WikiLeaks pledges to publish more war papers
WikiLeaks will soon publish its remaining 15,000 documents on the war in Afghanistan despite warnings from the US government, the organisation's founder said yesterday.
The Pentagon has said that secret information would be even more damaging to security and risk more lives than WikiLeaks' initial release of some 76,000 war documents.
"This organisation will not be threatened by the Pentagon or any other group," WikiLeaks founder and spokesman Julian Assange told reporters in Stockholm.
"We proceed cautiously and safely with this material."
He said WikiLeaks was about halfway though a "line-by-line review" of the 15,000 documents and expected to publish them within weeks.
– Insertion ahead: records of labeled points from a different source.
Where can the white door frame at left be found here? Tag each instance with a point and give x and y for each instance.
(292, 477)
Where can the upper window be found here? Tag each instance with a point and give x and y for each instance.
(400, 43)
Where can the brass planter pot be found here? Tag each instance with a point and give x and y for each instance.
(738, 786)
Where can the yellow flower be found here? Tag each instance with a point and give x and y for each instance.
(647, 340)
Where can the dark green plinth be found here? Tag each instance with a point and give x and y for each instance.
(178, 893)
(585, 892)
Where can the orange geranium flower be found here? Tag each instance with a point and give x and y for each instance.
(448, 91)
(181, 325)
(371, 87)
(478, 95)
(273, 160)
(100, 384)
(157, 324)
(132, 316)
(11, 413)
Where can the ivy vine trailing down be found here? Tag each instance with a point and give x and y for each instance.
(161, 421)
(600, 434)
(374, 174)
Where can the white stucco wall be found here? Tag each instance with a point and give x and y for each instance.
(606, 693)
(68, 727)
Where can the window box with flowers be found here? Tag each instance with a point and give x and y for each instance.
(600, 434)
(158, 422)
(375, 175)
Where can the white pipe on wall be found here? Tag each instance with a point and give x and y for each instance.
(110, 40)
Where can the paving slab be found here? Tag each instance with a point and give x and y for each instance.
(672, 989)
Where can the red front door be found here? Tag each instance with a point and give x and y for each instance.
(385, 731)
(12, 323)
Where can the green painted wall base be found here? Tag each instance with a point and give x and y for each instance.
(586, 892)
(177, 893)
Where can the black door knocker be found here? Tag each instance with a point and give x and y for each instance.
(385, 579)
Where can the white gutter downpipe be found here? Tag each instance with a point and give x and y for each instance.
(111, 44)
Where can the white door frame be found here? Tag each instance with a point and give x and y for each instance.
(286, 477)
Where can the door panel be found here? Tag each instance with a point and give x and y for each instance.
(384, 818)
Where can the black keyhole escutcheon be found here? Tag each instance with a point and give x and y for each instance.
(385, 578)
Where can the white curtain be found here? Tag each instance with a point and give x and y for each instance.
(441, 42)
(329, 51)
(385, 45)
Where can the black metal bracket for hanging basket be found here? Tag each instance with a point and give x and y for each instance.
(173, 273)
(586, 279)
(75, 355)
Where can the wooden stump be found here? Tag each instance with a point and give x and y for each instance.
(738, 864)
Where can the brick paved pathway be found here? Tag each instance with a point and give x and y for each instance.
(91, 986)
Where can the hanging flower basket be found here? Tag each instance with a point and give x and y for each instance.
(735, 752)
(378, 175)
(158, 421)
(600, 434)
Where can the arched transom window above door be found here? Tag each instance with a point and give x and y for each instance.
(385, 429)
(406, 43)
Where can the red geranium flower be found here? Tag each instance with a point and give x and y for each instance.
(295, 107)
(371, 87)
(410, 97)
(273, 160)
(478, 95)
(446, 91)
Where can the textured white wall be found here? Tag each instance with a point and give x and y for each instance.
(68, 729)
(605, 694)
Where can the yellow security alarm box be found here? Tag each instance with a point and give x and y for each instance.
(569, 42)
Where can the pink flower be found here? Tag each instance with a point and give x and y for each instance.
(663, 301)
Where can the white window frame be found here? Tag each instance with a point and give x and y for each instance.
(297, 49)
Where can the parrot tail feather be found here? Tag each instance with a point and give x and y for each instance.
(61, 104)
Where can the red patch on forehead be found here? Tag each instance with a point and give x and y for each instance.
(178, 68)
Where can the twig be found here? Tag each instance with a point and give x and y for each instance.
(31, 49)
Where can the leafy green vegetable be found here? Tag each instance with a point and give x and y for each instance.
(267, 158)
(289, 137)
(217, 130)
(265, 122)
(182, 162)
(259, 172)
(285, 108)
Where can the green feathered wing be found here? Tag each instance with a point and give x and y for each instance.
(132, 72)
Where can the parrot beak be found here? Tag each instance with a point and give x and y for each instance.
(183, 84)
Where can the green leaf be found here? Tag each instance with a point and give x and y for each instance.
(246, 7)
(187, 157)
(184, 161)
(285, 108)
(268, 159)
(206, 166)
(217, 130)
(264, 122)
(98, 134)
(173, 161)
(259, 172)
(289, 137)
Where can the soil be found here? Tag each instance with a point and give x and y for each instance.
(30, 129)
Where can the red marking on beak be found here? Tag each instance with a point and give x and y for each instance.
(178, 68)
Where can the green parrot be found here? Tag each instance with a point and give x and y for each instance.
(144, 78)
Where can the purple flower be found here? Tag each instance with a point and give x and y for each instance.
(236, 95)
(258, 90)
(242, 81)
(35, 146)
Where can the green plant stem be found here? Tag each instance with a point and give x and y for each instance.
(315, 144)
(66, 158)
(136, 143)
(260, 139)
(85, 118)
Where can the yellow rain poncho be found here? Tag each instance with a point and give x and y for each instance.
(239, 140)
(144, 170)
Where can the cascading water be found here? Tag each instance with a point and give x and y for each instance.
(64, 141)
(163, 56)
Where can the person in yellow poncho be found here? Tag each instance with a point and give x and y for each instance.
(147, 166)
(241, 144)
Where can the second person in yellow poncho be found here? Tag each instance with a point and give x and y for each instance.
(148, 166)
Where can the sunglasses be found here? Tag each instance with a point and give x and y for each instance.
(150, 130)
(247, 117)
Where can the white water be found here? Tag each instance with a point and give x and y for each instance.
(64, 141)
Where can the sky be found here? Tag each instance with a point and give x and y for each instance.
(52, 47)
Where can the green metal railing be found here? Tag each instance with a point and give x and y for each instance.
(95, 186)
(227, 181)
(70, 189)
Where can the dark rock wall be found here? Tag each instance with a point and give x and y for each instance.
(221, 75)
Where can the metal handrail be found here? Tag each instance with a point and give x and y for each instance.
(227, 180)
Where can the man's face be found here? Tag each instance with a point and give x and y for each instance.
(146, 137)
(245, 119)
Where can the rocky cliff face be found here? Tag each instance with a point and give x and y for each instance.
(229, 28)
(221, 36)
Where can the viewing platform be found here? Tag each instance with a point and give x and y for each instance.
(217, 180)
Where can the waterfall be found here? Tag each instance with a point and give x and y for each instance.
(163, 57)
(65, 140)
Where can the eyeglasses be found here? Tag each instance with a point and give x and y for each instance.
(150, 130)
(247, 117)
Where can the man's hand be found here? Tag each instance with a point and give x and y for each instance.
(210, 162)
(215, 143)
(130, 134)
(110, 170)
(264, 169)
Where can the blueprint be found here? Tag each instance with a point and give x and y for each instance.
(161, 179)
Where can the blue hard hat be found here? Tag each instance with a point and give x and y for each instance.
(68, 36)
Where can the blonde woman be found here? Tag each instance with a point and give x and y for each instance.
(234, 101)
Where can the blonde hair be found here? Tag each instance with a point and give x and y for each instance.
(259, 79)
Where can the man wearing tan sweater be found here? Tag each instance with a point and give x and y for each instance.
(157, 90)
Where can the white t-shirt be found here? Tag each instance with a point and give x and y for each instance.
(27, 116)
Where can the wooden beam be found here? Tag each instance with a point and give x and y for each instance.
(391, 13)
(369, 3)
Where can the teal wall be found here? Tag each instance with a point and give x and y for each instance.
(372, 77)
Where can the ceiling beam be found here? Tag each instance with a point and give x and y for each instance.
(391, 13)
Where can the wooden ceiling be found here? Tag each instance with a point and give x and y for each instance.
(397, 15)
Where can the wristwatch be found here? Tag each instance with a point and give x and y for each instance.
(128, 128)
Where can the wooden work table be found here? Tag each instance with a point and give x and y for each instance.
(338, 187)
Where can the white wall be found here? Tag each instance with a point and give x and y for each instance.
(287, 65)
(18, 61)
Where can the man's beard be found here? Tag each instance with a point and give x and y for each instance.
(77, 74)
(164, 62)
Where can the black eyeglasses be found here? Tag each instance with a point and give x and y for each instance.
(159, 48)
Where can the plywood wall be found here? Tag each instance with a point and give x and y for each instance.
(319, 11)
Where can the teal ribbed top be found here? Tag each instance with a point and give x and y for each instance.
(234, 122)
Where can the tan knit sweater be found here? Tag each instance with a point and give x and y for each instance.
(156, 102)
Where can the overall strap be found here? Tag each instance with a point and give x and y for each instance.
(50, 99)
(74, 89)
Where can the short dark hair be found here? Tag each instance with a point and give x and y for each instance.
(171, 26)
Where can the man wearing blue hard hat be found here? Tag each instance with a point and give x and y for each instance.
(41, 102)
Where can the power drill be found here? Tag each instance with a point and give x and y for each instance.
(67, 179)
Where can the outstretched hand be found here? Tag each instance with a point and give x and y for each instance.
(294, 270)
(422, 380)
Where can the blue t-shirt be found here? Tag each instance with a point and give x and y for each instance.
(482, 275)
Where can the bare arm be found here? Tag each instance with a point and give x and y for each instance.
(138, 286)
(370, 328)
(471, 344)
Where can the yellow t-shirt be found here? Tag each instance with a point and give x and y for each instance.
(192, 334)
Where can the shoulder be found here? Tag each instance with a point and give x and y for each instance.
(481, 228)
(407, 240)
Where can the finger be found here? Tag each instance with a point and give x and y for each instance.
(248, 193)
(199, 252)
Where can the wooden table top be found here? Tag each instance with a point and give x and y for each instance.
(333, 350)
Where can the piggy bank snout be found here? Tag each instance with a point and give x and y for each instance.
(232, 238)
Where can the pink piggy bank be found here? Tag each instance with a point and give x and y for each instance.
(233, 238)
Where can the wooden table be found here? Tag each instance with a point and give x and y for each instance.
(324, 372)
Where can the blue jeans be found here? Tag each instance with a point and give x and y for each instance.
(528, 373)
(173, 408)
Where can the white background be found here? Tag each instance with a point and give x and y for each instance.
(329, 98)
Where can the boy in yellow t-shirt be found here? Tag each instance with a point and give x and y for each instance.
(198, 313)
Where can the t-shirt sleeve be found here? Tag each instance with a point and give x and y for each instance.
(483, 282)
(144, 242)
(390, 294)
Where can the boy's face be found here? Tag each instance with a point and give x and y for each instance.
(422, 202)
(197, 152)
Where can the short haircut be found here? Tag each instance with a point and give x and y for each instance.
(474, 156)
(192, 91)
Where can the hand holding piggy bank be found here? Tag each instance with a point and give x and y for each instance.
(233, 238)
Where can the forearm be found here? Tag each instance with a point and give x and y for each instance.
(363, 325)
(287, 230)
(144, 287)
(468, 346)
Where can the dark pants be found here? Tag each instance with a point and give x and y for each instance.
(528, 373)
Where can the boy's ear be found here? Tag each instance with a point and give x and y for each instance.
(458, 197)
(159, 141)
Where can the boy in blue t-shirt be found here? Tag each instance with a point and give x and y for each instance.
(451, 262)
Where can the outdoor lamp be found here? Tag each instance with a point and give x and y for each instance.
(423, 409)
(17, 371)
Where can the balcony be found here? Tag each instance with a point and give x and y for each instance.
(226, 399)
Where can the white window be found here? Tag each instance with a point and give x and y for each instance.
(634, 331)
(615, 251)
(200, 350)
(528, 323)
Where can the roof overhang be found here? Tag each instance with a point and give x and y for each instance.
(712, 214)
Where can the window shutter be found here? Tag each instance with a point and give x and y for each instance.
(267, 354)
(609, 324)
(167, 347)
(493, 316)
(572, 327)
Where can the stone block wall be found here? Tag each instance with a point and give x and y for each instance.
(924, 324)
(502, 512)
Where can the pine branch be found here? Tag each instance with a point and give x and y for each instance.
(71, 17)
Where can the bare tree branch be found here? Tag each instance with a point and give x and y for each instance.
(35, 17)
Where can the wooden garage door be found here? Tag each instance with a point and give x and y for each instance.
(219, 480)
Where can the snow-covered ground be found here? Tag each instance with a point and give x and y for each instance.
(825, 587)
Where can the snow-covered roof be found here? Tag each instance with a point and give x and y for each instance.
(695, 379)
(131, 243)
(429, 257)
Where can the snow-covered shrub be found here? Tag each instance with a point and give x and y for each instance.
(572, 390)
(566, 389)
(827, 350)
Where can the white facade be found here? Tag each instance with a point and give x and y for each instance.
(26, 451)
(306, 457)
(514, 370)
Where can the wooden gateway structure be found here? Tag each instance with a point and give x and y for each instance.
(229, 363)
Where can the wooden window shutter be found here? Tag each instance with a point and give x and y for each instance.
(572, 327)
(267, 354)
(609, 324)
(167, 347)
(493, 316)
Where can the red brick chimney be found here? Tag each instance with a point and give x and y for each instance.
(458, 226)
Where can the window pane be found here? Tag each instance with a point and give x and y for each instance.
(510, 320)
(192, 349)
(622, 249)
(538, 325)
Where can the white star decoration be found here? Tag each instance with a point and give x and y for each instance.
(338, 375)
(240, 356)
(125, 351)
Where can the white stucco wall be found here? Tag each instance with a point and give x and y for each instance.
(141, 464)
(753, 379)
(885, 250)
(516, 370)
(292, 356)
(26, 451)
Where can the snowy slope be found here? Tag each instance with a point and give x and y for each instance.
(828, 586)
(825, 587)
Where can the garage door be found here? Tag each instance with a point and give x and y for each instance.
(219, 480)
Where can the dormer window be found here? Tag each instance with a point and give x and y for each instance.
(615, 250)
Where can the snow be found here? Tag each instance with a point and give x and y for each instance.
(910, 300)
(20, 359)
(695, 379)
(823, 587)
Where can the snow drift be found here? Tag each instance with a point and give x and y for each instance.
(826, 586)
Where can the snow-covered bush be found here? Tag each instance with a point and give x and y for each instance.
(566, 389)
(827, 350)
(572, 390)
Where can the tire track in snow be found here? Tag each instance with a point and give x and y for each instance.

Mr Assange said "innocent parties who are under reasonable threat" would be redacted from the material.
The first documents released in WikiLeaks' 'Afghan War Diary' laid bare classified military documents covering the war in Afghanistan from 2004 to 2010. The release angered US officials, energised critics of the Nato-led campaign, and drew the attention of the Taliban, which has promised to use the material to track down people that it considers traitors.
That has aroused the concern of several human rights group operating in Afghanistan as well as Reporters Without Borders, which has accused WikiLeaks of recklessness.
WikiLeaks describes itself as a public service organisation for whistleblowers, journalists and activists.
Mr Assange was also in Sweden to investigate claims that the website was not covered by laws protecting anonymous sources in the country.
He confirmed that Wiki- Leaks passes information through Belgium and Swe-den "to take advantage of laws there".
But some experts have said the site did not have the publishing certificate needed for full protection in Sweden.